The Gulf states – Bahrain, Kuwait, Oman, Qatar, Saudi Arabia, and the UAE – have been the primary drivers of recent investment growth. Of the $20 billion increase in Asian investment stock since 2016, Gulf investors accounted for approximately $9 billion, or 45%. Their investments have expanded at an average annual rate of 13.9% since 2016, more than double the average growth rate of investments from all external partners (6.8%).

Concentration and Key Destinations

Despite the overall inflow, Asian FDI stock remains concentrated in three countries: Uzbekistan, Turkmenistan, and Kazakhstan, accounting for 92% of the total. Uzbekistan leads with $22.6 billion and has experienced the most rapid expansion, with FDI stock increasing more than 45-fold since 2016. Turkmenistan follows with $20.6 billion, and Kazakhstan with $19.3 billion.

Power Sector Emerges as a Growth Engine

While extractive industries remain significant, there’s a clear structural shift towards a more diversified investment model. The power sector is experiencing rapid growth, with its share of mutual FDI increasing nearly tenfold from 2.6% in 2016 to 26% by mid-2025. In the year and a half leading up to mid-2025, power projects accounted for over half of the total increase in attracted investments – $10.1 billion out of $19.8 billion. The Gulf states and China are the most active investors in this sector.

By the end of the first half of 2025, Gulf state investment in the power sector reached $8.3 billion, surpassing China’s $8.2 billion.

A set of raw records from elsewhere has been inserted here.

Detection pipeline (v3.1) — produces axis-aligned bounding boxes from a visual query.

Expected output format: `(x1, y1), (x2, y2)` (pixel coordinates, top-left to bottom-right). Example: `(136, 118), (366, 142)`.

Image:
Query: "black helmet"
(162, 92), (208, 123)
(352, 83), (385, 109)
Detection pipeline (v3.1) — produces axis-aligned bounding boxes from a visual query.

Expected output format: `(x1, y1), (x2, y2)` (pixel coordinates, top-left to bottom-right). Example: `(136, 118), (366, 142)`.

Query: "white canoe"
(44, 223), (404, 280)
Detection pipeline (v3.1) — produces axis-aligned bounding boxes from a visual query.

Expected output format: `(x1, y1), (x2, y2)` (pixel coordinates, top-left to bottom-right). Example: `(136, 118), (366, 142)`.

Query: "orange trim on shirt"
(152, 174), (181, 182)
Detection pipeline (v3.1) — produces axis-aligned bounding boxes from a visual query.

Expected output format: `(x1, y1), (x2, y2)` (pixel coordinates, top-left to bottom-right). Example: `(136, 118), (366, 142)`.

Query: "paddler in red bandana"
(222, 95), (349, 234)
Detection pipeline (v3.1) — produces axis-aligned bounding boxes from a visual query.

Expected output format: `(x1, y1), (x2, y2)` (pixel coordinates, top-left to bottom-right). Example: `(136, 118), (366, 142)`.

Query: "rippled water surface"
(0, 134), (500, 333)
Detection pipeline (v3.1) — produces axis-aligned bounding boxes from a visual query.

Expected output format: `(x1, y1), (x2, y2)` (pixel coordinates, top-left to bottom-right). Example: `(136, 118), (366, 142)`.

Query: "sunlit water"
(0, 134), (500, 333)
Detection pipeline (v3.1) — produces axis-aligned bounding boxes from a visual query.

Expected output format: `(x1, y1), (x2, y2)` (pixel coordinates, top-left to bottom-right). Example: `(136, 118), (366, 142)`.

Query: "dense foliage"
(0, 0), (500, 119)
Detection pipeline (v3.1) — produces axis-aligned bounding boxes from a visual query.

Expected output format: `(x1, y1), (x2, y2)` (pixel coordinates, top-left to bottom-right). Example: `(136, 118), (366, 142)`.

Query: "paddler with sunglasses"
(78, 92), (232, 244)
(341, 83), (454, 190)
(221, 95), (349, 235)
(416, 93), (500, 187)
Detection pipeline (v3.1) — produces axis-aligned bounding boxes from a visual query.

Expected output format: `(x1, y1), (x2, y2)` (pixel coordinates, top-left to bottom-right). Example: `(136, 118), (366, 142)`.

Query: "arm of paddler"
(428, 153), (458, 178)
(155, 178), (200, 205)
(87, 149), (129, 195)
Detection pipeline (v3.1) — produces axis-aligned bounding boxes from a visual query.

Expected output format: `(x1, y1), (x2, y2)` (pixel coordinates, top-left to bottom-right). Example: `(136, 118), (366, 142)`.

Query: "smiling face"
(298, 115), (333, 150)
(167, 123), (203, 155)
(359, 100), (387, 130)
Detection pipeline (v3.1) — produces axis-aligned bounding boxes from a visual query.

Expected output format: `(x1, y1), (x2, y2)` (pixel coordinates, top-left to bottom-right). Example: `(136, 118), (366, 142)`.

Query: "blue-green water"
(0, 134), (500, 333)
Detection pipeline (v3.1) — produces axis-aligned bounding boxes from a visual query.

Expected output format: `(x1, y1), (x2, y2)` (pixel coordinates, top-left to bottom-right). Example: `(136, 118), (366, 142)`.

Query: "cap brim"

Diverse Investment Profiles Among Asian Partners

  • India: Mutual FDI stock with India reached $13.4 billion, with balanced incoming and outgoing flows, concentrated in Russia’s and Azerbaijan’s oil and gas sectors.
  • Vietnam: FDI stock grew from $613 million in 2016 to $825 million by mid-2025, with diversification in geography and sectors. Investments are increasingly focused on Kazakhstan, with activity from ROX Group in the Kyrgyz Republic and Uzbekistan focusing on real estate and renewable energy.
  • Afghanistan: Viewed as a strategically important niche market, with total FDI stock reaching $190 million by mid-2025, with the Eurasian region acting as a net capital exporter. Turkmenistan is the largest investor, focusing on infrastructure and power projects, including the TAPI gas pipeline.
  • Indonesia: Centered on a single significant industrial project: Indorama Corp’s acquisition of 99% of FerganaAzot in Uzbekistan, with an estimated investment of $240 million by mid-2025.

Eurasian Investment into Asia

Eurasian countries are also actively exporting capital. By the end of the first half of 2025, their FDI stock in Asian partner countries reached $56.6 billion, a 12.5% increase over the previous 18 months. Russia and Azerbaijan dominate outward investment, accounting for 72% and 23%, respectively. Türkiye absorbs 78% of Eurasian investments, followed by India (12%), Vietnam (4%), and China (2%).

FDI stock from the Eurasian region into Türkiye reached $44 billion, more than twice the volume of Turkish investments in the Eurasian region ($18.6 billion). Kazakhstan has also emerged as an active investor, driven by financial-sector deals by Kaspi Bank.

EDB’s Role in Monitoring Investment Flows

The EDB’s Monitoring of Mutual Investments report is a key analytical initiative tracking and analyzing mutual FDI stock across the Eurasian region and its links with Asian partners, providing a comprehensive assessment of cross-border investment flows. The EDB highlighted the importance of aligning regional ambitions with global trends during the Astana International Forum 2025, emphasizing energy innovation, sustainable water resource management, and next-generation transport infrastructure as central pillars of regional development. Uzbekistan’s recent accession as the Bank’s seventh member state further reinforces the EDB’s mandate as a financial institution for the entire Eurasian region.